On the other hand, agencies that supposedly do ‘everything’ remind us of ‘Multi-cuisine’ restaurants. You know, the ones that serve Chinese, Indian and ‘Continental’ food, but aren’t exceptionally good at any. Try and gauge the core competence of the studio, the founders or agency. That’s what you should hire them to do.
6. Proximity & Geography
If there's only one thing we’ve learnt from this pandemic is how to stay connected despite being under a countrywide lockdown and living with a very real risk to our lives. Work at Glyph during the initial period of March to May had come to a near-standstill. But come June, we were back in action, working in full-swing. There’s definitely been a learning curve when dealing with the transition of how to brainstorm remotely, how to share sketches, WIPs, discuss half baked concepts etc. At Glyph, we miss the idle banter, the infectious creative energy that would be palpable during brainstorming sessions, getting to know each other better through our playlists and what we brought for lunch. We’ve adjusted our methods and are more productive now than ever before. We waste less time travelling to and fro from work and meetings, which keeps us high on energy and low on stress + anxiety.
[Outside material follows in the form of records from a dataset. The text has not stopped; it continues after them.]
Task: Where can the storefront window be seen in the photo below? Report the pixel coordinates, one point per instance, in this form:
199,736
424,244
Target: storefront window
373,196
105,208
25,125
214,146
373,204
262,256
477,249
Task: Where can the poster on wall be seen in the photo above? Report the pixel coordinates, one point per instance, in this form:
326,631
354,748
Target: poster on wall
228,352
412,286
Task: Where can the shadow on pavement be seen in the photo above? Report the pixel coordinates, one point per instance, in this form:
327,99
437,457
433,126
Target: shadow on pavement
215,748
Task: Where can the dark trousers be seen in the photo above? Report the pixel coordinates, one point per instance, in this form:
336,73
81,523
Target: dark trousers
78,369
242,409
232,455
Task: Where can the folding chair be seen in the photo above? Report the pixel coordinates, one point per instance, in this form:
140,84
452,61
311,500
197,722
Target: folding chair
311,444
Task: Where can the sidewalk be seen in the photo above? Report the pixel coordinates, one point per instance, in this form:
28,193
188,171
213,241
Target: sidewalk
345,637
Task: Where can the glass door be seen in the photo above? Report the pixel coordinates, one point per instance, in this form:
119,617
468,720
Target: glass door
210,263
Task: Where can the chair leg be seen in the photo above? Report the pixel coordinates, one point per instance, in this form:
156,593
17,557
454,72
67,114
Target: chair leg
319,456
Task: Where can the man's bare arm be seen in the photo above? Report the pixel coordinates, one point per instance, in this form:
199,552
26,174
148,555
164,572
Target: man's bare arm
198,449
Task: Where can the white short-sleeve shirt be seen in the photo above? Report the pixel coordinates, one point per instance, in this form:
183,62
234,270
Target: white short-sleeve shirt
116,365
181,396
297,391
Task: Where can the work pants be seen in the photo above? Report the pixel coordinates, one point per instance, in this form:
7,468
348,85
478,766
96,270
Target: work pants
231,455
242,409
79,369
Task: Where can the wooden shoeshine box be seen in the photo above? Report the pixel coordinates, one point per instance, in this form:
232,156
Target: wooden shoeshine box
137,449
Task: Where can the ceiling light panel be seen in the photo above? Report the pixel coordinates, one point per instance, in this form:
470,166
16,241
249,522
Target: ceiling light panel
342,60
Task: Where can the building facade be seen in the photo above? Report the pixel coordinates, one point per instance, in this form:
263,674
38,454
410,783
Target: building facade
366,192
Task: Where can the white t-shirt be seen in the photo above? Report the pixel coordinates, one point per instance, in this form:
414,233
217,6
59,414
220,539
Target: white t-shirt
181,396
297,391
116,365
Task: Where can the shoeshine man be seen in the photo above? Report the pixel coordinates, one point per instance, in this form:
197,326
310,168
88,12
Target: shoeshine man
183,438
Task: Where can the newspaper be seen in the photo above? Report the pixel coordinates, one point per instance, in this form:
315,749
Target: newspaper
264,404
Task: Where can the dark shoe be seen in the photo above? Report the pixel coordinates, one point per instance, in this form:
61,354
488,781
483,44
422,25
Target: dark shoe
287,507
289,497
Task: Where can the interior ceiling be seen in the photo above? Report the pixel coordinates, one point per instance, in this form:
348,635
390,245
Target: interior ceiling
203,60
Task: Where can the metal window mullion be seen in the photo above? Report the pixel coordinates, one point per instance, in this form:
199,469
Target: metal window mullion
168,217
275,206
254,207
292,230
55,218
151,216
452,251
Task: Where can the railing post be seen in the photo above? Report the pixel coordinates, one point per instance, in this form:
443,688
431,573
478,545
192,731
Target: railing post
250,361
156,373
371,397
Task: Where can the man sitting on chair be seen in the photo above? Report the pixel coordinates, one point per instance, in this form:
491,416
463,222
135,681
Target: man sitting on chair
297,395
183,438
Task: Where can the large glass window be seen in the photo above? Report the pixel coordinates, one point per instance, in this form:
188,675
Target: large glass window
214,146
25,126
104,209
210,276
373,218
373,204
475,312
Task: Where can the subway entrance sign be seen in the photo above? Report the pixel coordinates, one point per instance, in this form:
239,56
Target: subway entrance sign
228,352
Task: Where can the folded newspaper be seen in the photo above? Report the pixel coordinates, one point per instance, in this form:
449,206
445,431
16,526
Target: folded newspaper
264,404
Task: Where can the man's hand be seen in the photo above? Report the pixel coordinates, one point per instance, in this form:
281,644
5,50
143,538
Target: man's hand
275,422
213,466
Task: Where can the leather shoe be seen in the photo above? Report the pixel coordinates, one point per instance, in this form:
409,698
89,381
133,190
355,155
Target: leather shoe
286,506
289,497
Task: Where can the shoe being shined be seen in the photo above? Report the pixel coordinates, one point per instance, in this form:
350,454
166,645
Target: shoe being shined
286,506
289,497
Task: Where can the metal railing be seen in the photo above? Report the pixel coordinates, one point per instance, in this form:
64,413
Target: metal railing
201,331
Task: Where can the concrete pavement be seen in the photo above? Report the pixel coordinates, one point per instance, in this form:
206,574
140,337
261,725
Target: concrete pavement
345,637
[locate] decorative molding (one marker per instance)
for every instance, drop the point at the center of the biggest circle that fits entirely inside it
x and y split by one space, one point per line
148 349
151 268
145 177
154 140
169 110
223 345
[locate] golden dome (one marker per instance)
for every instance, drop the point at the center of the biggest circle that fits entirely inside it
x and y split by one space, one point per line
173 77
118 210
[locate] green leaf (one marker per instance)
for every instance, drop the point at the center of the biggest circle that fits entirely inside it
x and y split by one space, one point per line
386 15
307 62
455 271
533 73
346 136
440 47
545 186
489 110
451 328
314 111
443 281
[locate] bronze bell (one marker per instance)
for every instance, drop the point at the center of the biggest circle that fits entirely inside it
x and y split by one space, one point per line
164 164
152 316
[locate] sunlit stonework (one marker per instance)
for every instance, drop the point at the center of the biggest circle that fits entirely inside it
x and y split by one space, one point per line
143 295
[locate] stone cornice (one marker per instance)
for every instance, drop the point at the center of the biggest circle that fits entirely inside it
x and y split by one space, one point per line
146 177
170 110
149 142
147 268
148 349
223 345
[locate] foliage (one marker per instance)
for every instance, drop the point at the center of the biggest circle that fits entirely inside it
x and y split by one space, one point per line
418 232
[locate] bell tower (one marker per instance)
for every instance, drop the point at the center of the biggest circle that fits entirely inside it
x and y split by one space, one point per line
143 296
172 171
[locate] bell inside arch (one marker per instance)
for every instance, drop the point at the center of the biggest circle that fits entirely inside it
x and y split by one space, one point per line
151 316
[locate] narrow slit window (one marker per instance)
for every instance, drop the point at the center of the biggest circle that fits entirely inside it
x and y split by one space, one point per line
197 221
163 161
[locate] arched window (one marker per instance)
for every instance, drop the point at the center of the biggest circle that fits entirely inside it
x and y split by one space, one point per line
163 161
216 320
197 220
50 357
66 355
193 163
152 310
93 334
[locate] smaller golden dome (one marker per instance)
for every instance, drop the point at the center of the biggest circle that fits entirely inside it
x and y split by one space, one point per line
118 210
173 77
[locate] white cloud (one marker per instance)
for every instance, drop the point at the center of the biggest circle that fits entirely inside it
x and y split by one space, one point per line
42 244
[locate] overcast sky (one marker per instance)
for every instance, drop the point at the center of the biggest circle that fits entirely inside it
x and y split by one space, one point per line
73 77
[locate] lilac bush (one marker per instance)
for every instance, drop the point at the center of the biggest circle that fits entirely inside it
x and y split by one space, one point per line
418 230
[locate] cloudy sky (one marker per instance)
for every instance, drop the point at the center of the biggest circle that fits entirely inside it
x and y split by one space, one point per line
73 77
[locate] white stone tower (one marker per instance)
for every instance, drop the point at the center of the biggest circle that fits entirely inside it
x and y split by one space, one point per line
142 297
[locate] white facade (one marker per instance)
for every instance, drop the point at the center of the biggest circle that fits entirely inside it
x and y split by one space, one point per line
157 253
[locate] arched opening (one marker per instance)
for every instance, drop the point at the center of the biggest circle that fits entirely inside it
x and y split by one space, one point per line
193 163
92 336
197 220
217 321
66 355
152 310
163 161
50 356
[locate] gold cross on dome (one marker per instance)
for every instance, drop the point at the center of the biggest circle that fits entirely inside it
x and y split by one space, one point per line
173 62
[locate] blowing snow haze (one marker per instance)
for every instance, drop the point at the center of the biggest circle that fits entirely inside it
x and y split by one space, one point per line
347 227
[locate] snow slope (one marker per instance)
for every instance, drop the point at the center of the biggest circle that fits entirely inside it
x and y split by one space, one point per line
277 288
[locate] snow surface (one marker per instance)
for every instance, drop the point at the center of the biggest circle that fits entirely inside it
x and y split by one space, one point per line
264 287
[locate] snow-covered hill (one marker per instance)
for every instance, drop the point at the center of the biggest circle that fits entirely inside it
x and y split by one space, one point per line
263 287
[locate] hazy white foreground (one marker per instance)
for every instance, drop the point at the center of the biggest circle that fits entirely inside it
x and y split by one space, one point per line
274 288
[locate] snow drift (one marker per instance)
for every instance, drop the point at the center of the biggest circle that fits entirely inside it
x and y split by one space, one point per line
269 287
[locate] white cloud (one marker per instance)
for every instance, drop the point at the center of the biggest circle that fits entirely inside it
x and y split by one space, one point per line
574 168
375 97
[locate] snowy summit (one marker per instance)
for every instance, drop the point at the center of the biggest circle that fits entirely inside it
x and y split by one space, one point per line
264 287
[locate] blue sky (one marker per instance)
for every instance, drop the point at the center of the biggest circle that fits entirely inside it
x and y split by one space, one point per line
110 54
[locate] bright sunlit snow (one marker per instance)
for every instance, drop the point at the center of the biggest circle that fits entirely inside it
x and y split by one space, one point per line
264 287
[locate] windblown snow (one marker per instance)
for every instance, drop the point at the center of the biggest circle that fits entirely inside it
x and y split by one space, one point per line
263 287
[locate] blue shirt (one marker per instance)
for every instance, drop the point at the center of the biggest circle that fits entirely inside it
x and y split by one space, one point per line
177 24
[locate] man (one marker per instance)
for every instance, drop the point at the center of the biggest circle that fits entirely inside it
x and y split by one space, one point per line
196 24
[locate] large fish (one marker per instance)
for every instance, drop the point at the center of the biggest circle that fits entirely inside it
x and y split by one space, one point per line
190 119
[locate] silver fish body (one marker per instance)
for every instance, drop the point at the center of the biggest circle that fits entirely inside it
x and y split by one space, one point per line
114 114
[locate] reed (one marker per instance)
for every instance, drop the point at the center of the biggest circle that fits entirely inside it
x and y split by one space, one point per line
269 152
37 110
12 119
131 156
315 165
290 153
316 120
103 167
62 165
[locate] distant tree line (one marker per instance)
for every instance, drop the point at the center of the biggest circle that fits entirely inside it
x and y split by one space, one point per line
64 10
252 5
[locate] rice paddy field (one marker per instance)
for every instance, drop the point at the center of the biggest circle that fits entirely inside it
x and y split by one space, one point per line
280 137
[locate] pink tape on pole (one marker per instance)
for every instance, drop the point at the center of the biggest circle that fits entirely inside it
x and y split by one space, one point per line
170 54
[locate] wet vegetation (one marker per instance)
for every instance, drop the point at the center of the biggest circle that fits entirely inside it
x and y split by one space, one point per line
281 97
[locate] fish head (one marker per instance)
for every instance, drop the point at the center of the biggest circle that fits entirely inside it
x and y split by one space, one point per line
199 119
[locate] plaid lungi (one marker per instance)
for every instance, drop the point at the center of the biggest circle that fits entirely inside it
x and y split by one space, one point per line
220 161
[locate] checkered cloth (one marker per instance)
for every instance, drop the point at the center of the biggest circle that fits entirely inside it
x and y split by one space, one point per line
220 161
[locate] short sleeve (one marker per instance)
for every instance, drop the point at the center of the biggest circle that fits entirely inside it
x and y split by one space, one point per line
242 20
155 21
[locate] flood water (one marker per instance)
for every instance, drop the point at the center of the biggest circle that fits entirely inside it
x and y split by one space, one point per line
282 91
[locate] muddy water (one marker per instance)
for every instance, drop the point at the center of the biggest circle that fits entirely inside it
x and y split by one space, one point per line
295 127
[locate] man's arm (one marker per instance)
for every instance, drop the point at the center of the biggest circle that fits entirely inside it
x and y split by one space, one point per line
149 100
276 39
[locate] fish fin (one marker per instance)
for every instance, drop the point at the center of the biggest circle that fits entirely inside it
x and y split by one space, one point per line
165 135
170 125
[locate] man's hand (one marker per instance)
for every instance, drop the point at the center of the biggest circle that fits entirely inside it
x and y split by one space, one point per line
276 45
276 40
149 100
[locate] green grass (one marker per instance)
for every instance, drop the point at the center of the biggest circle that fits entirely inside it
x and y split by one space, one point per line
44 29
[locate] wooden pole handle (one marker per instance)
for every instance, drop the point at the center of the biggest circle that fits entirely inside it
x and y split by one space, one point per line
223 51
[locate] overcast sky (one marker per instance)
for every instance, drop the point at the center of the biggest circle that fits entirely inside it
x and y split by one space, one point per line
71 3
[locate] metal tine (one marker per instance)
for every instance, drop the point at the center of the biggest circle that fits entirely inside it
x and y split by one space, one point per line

Most design studios have managed to work with their numerous clients over the phone, email and video conferencing. Whether it’s your friend who lives down the road, or your overseas colleague, you’re communicating in the same way. Never before has proximity for the sake of efficiency been more redundant.
8. If they are yes-men.
We know that CEOs have a tonne to do. Especially those bootstrapped, lean, mean, micro-managing machine types who are racing against time to get things done. A smooth relationship with your brand partners often means a short journey from idea to execution. But smooth must not mistakenly mean subservient. Your design partners can save you a lot of time (and money) in the long run if they ask the right questions. They may not agree with you every time, but hear them out. It’s never personal, but always a good idea to consider the conflict. This is a rather common leadership tactic, really. But the point here isn’t leadership. We’re talking about an equal partnership in the truest sense of the word. The design studio and client relationship should be one of checks and balances. More so when time is short. They may be seeing a hurdle that you haven’t. Or a loophole which needs to be plugged to avoid a future backlash. It’s your choice whether to act on their advice, but it would be their obligation to let it be known. Don’t crucify them for it or label them as ‘uncooperative’ or ‘difficult’ to work with. You see, us designers, we work best when we have conviction. Do us the courtesy of explaining your point of view. We’re on the same team after all.